# Would you order sand leather seats?



## AF (Dec 21, 2001)

nate328Ci said:


> *
> 
> If you want, I have a higher-res shot :thumbup: *


thanks for the offer but this shot is just fine . . .


----------



## RichNY (Jan 19, 2002)

*Jet Black & Sand here...*

My '99 Jet Black with Sand leather still looks great IMO. Sand hasn't been too hard to keep clean, except maybe the floor mats. Seats look great!
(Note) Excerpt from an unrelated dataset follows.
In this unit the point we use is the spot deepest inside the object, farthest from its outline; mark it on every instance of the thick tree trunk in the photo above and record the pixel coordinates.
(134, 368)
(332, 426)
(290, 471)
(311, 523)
Keeping that Jet Black exterior clean is what you should be worried about.


----------



## K1 (Mar 8, 2002)

*Re: Jet Black & Sand here...*



RichNY said:


> * Keeping that Jet Black exterior clean is what you should be worried about.  *


  -you might have a point there! My current 2001 Ci is jet black -and keeping that jet black exterior clean feels like an around the clock occupation.


----------



## beauport (Jul 2, 2002)

I just picked up my 330Ci steel gray with natural brown leather and the combination looks great and the interior would also go well with a black outside. The natural brown gives you the two tone doors and the dash in all black rather than the black and sand in the sand interior. Also as noted gives you the black carpeting, etc. The brown is slightly darker than sand but will be about the same to clean in my estimation.


----------



## IndyMike (Dec 19, 2001)

beauport said:


> *I just picked up my 330Ci steel gray with natural brown leather and the combination looks great and the interior would also go well with a black outside. The natural brown gives you the two tone doors and the dash in all black rather than the black and sand in the sand interior. Also as noted gives you the black carpeting, etc. The brown is slightly darker than sand but will be about the same to clean in my estimation. *


Based on the comment in your sig area it sounds like you did ED. Did you happen to take a couple of pics while in Europe that you can share with us?


----------



## beauport (Jul 2, 2002)

Yes, I did the ED and I'm a convert to it, had a blast driving in Europe. Chased a M-B CL55 through the Swiss Alps. He had lots more power (especially since I was staying below 4500 RPM) but wasn't getting away from me on the twisties and switch backs.
The film is in for development (no digital camera) and I'll have some pics available for posting toward the end of the week.
Boy, now that I've driven the car I really can't wait for it to get here.


----------